Members of the new research partnership team (left to right) Mr Nicholas Breale, yFlinders University robotic engineering Honours student Myles Adams, Professor Karl Sammut, Professor Giselle Rampersad, Mr Ashley Johns, Associate Professor Russell Brinkworth, Dr Andrew Lammas and Mr Oscar Fiorinotto at Supashock Advanced Technologies at Holden Hill, Adelaide.
South Australian-based automotive and defence supplier Supashock will team with experts at Flinders University and the Department of Defence to develop a more advanced method to test a vehicle’s condition, aiding preventive maintenance and monitoring.
Development of ‘digital twins’ – a virtual representation that serves as the real-time digital counterpart of a physical object or process – by leading researchers at Flinders University’s College of Science and Engineering, Australian Government Defence Science and Technology Group (DSTG) and Supashock will support the design of an advanced shock absorber for Supashock – and then be applied more widely.
Founder and CEO of Supashock, Mr Oscar Fiorinotto, says the latest initiative with cutting-edge R&D partnerships with DSTG and Flinders University, including at the facilities at the Tonsley Innovation District, builds on outstanding collaboration opportunities between industry, government and the tertiary sector in South Australia.
“Supashock has a strong partnership with both DSTG and Flinders on various levels and several of our staff are doing the Diploma of Digital Technologies at Tonsley with other members of the defence and other industries,” he says.
Digital Logistics Specialist from DSTG’s Land Division, Mr Nicholas Brealey, who is based at Edinburgh, says many current digital twins focus predominantly on a software simulation with only one-way transfer of data.
“This research creates a more comprehensive digital twin as it focuses on the two-way transfer of data and the ability of the digital twin to initiate action in the physical vehicle.
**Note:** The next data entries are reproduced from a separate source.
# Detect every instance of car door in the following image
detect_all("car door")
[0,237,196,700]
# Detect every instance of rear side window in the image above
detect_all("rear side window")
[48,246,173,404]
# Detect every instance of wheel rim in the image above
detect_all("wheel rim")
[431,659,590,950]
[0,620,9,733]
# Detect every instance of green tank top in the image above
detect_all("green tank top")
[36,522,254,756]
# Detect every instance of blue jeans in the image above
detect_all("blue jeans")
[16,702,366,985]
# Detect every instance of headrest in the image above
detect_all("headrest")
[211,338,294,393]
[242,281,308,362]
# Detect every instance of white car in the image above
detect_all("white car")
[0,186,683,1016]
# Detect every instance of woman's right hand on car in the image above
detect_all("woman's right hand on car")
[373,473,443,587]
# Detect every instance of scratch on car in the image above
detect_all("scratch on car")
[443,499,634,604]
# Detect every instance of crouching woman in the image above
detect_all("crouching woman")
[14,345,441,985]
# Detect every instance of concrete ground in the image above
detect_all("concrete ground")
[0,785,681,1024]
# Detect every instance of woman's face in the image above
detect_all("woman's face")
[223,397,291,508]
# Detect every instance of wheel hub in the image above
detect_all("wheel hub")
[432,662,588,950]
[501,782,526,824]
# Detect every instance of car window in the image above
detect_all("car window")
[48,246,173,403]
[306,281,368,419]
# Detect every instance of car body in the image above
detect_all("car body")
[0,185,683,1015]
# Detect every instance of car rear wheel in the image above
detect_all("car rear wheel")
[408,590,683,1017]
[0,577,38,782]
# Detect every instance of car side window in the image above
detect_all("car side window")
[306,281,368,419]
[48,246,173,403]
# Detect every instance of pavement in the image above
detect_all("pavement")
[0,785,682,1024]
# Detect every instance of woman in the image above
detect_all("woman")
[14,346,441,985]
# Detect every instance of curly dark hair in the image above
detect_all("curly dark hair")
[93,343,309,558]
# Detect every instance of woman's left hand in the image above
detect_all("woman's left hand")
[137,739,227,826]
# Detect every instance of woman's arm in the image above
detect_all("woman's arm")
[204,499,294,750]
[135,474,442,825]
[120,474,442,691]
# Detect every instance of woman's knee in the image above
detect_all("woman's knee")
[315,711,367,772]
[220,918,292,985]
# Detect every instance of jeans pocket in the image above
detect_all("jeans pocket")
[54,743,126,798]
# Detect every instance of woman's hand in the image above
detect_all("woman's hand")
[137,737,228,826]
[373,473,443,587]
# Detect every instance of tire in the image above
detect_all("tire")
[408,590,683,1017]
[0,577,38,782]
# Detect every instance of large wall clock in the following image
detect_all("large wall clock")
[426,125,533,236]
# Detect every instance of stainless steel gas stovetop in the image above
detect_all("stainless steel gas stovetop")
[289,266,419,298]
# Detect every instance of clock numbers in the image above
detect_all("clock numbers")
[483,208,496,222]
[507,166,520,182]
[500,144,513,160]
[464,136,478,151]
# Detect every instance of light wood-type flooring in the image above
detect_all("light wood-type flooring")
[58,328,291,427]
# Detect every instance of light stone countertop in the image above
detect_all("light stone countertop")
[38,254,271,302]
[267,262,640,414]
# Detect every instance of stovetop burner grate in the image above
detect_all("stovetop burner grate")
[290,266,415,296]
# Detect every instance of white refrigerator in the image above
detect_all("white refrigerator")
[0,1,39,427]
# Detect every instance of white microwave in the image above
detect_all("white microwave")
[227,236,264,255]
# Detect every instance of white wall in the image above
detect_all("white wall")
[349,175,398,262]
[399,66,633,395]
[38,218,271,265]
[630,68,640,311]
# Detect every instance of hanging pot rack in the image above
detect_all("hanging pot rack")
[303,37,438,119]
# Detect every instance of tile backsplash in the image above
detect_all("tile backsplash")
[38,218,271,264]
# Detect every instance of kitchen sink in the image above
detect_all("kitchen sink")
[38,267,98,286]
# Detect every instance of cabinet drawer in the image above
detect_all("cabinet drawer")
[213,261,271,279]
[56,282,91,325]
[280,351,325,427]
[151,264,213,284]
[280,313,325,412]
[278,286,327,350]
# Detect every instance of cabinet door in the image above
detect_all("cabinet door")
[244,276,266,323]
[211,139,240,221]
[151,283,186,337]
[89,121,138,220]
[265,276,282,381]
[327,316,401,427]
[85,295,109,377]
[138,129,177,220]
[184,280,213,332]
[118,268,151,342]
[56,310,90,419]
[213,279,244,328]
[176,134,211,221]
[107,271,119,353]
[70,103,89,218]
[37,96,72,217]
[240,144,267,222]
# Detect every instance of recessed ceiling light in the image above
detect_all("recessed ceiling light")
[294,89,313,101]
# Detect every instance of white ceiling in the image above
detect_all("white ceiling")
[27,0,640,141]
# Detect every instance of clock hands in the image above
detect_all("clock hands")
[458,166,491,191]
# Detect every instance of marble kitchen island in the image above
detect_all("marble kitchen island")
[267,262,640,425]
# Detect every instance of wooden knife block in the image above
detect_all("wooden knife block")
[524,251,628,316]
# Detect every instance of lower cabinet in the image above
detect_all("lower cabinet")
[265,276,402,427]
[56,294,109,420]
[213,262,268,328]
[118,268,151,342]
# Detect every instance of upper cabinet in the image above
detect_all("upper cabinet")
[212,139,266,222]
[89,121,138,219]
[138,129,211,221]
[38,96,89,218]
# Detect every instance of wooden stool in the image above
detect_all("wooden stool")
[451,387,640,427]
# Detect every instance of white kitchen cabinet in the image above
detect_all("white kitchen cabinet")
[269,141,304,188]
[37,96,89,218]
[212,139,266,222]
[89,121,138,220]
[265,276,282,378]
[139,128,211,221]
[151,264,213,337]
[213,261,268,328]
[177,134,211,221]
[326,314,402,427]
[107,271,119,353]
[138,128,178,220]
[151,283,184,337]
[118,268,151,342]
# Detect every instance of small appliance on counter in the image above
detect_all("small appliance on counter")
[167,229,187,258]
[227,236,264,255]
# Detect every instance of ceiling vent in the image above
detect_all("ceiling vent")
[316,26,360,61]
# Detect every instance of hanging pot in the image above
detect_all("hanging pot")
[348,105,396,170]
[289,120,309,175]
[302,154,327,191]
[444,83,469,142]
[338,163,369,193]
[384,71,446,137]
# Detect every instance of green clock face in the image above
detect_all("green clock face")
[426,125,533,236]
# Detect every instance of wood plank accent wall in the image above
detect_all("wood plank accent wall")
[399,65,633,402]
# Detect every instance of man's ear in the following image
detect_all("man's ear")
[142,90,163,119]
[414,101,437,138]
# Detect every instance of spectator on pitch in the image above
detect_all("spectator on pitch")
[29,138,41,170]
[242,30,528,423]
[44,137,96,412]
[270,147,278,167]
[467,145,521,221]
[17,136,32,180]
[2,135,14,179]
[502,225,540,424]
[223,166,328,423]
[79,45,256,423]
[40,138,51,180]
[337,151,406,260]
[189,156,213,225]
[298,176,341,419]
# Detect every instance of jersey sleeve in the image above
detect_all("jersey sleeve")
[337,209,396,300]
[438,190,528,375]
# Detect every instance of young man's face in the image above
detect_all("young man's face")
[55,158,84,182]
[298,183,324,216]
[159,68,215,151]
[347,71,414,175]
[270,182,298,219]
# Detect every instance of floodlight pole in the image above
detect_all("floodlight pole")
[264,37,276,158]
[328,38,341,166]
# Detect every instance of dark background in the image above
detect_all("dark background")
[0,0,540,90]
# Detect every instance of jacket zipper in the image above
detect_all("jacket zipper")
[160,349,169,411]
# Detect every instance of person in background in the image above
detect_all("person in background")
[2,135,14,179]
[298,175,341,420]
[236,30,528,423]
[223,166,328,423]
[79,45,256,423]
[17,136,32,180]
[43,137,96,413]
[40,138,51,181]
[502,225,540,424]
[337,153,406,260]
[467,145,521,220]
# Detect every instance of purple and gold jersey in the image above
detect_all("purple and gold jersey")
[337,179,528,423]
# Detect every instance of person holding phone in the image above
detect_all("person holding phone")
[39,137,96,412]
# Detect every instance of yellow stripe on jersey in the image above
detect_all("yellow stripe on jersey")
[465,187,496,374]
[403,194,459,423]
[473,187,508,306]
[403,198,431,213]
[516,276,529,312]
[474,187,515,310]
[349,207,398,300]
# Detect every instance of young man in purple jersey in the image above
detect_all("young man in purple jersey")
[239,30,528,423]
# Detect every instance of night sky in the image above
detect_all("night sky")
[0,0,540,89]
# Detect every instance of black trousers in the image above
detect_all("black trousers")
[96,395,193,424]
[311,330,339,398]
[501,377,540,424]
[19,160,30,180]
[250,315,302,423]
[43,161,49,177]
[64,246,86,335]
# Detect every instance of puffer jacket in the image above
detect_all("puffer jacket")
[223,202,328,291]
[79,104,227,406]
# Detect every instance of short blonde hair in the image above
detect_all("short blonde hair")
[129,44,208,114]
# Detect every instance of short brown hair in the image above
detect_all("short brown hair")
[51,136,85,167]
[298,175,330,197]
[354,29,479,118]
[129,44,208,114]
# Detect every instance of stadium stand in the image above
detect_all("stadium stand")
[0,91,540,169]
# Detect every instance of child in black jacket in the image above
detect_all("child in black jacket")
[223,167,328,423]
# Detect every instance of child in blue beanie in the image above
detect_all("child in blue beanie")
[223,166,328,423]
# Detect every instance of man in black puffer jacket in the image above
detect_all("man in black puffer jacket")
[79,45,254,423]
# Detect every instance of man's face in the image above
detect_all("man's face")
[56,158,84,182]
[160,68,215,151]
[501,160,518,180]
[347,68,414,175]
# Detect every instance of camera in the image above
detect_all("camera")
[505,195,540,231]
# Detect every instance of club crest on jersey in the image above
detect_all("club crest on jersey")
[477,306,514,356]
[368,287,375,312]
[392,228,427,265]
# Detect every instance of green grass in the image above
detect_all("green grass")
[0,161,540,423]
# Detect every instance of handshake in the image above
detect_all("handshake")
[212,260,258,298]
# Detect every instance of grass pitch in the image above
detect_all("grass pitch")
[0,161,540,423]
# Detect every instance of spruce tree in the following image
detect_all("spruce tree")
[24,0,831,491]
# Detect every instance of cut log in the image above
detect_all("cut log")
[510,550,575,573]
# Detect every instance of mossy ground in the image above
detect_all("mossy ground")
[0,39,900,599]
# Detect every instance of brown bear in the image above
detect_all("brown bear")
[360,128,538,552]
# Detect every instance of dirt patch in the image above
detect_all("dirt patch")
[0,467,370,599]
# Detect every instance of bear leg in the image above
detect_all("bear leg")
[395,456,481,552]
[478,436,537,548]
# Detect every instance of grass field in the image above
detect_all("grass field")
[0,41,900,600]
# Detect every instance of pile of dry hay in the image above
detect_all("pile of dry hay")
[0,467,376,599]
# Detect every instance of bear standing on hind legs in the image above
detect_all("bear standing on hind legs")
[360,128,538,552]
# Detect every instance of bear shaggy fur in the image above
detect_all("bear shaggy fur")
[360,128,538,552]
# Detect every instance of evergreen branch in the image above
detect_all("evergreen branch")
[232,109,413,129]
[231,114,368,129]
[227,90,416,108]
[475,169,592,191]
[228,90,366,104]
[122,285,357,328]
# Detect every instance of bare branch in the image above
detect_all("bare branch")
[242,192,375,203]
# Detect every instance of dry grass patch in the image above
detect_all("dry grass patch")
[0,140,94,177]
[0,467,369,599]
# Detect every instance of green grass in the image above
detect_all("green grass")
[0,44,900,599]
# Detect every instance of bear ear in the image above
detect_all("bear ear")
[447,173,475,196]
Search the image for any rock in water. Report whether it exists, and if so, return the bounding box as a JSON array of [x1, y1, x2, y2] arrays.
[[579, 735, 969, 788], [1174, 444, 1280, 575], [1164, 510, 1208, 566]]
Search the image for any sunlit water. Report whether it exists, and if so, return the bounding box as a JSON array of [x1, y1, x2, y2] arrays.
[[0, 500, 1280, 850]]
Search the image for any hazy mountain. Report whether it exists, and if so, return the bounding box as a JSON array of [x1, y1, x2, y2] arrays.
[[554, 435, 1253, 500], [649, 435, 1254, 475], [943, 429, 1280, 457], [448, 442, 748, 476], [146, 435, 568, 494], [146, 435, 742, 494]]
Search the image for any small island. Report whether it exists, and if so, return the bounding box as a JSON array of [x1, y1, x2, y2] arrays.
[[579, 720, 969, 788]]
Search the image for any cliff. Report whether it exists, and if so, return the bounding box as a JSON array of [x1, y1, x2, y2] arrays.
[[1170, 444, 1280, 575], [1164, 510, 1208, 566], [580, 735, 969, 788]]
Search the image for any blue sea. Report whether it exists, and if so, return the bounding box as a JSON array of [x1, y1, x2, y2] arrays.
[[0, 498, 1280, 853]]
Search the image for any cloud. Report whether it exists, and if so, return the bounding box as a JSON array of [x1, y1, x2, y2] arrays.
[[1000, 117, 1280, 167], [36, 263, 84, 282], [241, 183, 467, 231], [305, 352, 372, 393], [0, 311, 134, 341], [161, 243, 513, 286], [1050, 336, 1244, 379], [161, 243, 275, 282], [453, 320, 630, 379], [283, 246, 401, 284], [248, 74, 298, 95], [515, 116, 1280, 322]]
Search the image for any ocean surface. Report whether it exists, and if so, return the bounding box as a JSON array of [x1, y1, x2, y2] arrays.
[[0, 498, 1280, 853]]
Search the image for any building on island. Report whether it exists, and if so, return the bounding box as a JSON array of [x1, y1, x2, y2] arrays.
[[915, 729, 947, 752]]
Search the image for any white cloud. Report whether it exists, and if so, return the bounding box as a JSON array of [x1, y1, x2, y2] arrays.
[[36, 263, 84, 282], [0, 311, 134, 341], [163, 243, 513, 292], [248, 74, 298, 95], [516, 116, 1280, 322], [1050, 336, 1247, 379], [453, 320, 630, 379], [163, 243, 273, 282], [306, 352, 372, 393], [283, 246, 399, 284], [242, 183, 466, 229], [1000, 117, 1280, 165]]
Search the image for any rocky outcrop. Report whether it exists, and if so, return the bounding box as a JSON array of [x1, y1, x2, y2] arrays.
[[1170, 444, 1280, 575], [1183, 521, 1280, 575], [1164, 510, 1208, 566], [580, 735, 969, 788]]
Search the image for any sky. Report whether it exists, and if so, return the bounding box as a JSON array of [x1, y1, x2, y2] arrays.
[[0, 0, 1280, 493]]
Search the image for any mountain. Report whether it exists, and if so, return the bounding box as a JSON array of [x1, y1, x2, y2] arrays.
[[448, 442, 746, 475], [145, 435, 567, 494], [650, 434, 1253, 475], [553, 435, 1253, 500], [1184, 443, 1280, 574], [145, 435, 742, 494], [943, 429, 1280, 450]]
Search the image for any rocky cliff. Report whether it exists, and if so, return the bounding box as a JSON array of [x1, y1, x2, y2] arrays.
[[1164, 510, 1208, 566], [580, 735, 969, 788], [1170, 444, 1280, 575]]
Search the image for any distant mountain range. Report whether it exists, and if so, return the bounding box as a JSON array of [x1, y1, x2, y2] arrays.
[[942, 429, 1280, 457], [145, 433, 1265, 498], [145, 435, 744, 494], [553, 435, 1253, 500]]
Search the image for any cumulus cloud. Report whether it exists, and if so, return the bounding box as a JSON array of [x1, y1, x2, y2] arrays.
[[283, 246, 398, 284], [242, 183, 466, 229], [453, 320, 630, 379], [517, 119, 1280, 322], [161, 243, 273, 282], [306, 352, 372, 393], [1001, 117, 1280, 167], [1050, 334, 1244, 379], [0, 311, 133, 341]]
It is also very beneficial in providing a real-life demonstration of a digital twin which may help people to imagine new applications and possibilities for digital twins.” Mr Brealey says.
Professor of Innovation at Flinders University, Giselle Rampersad, says digital twins offer benefits of preventative maintenance and condition monitoring of not only vehicles but in various domains such as frigates and submarines, satellites in space and other industrial settings such as advanced manufacturing.
“Projects such as these are important in understanding the value to organisations that can be derived during the lifecycle of a product from design reviews to the construction phase, remote monitoring and managing the supply chain while in use and for sustainment into the future,” Professor Rampersad says.
Digital twin systems can apply to various vehicle components as well as an entire land vehicle and evaluate the role of human decision-making, particularly in sense and respond logistics, which relate directly to the Department of Defence’s L400 program of work.
More broadly, it may offer significant implications for applications within commercial vehicles, adds Professor Rampersad, who will work with other Flinders University experts Professor Karl Sammut, Associate Professor Russell Brinkworth, Dr Andrew Lammas and Myles Adams for Flinders.
As well as DSTG research leader Mr Brealey, the research team at Supashock also includes Mr Fiorinotto, Engineering Manager Dr Robert Koehler and Ashley Johns, who has studied the digital technologies course at Flinders University at Tonsley.